Coraz więcej mieszkańców UE komunikuje się i prowadzi działalność gospodarczą w sieci. Toteż zwiększają się zarówno korzyści jak i ryzyko nowych zagrożeń, z którymi borykać się może społeczeństwo. Powstał więc plan stworzenia regulacji, które mają na celu zwiększenie nadzoru i szybkości egzekwowania przepisów dotyczących zarówno osób oferujących usługi cyfrowe i tych korzystających z nich na terenie Europy.
Przepisy zwiększą bezpieczeństwo i zaufanie w sieci, poprzez umocnienie praw użytkowników. Internet przestanie być prywatnym folwarkiem każdego posiadacza własnej strony internetowej, a usługodawcy zmuszeni będą prowadzić zestawienia wydanych przez siebie decyzji na przykład w sprawie usunięcia konta lub blokady treści wprowadzonych przez użytkownika. Ponadto zapowiadane jest powstanie przestrzeń dla pozasądowego rozstrzygania sporów internetowych.
Cel rozporządzenia ws. usług cyfrowych (DSA)

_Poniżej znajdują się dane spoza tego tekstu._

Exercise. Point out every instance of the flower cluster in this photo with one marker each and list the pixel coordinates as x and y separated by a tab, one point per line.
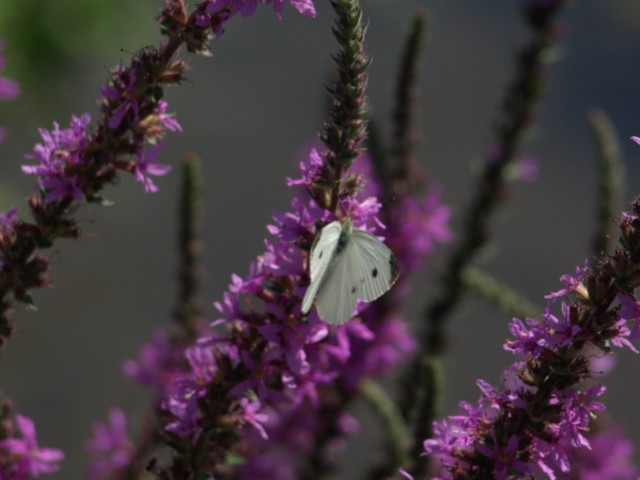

Nadrzędnym celem tego ponad 200 stronicowego dokumentu jest poprawa jakości funkcjonowania rynku cyfrowego i ograniczenie nadużyć usługodawców w stosunku do użytkowników. Najważniejszymi elementami rozporządzenia są:
- Wprowadzenie regulacji zwiększających przejrzystość działania platform internetowych – Właściciele platform zmuszeni będą prowadzić sprawozdania z moderacji treści, a także wykorzystywanych algorytmów do targetowania treści i reklam dla użytkowników.
- Gwarancja odpowiedzialnego działania dużych platform internetowych – w celu jej zapewnienia projekt rozporządzenia przewiduje wybór krajowych instytucji odpowiedzialnych za nadzór nad działalnością dużych platform internetowych. Duzi gracze otrzymają więcej obowiązków niż pozostali, ponieważ w ich przypadku istnieje znacznie większe ryzyko nadużyć. Regulacjami zostaną objęte również podmioty spoza Unii Europejskiej.
- Poprawa bezpieczeństwa i ochrony wolności wypowiedzi – poprzez nadzór nad bezprawnym blokowaniem użytkowników, a także wprowadzeniem zasad informowania o tym, czy decyzję o usunięciu treści podjął człowiek czy algorytm.
- Zmiany w strukturze funkcjonowania jednolitego rynku cyfrowego poprzez stosowanie nadzoru nad działalnością usługodawców – wprowadzone zostaną wysokie kary pieniężne aż do 6% rocznego obrotu, a także narzędzia, za pomocą których organy krajowe będą mogły egzekwować prawo.
Zobacz również: Umowa wdrożeniowa na algorytm AI
Do kogo DSA ma zastosowanie?
Akt o usługach cyfrowych ma zastosowanie do wszystkich pośredników, podmiotów hostingujących, przedsiębiorców świadczących usługi zwykłego przekazu (np. rejestrujących domeny internetowe), podmiotów świadczących usługi cachingu, wyszukiwarek internetowych i platform internetowych znajdujących się w UE, takich jak platformy handlowe, społecznościowe, platformy udostępniania treści, sklepy z aplikacjami oraz platformy podróży i zakwaterowania online. Niektóre przepisy nie obowiązują małych i mikroprzedsiębiorstw. Większe platformy internetowe i wyszukiwarki, takie jak VLOP i VLOSE, mają więcej obowiązków. DSA ma szerokie zastosowanie i w mniejszym lub większym stopniu będzie dotyczył wszystkich użytkowników internetu. Warto jednak wskazać, że najbardziej wpłynie na przedsiębiorców świadczących usługi pośrednictwa oferujące infrastrukturę sieciową, usługi hostingowe czy na platformy internetowe skupiające sprzedawców, a ostatecznie i konsumentów.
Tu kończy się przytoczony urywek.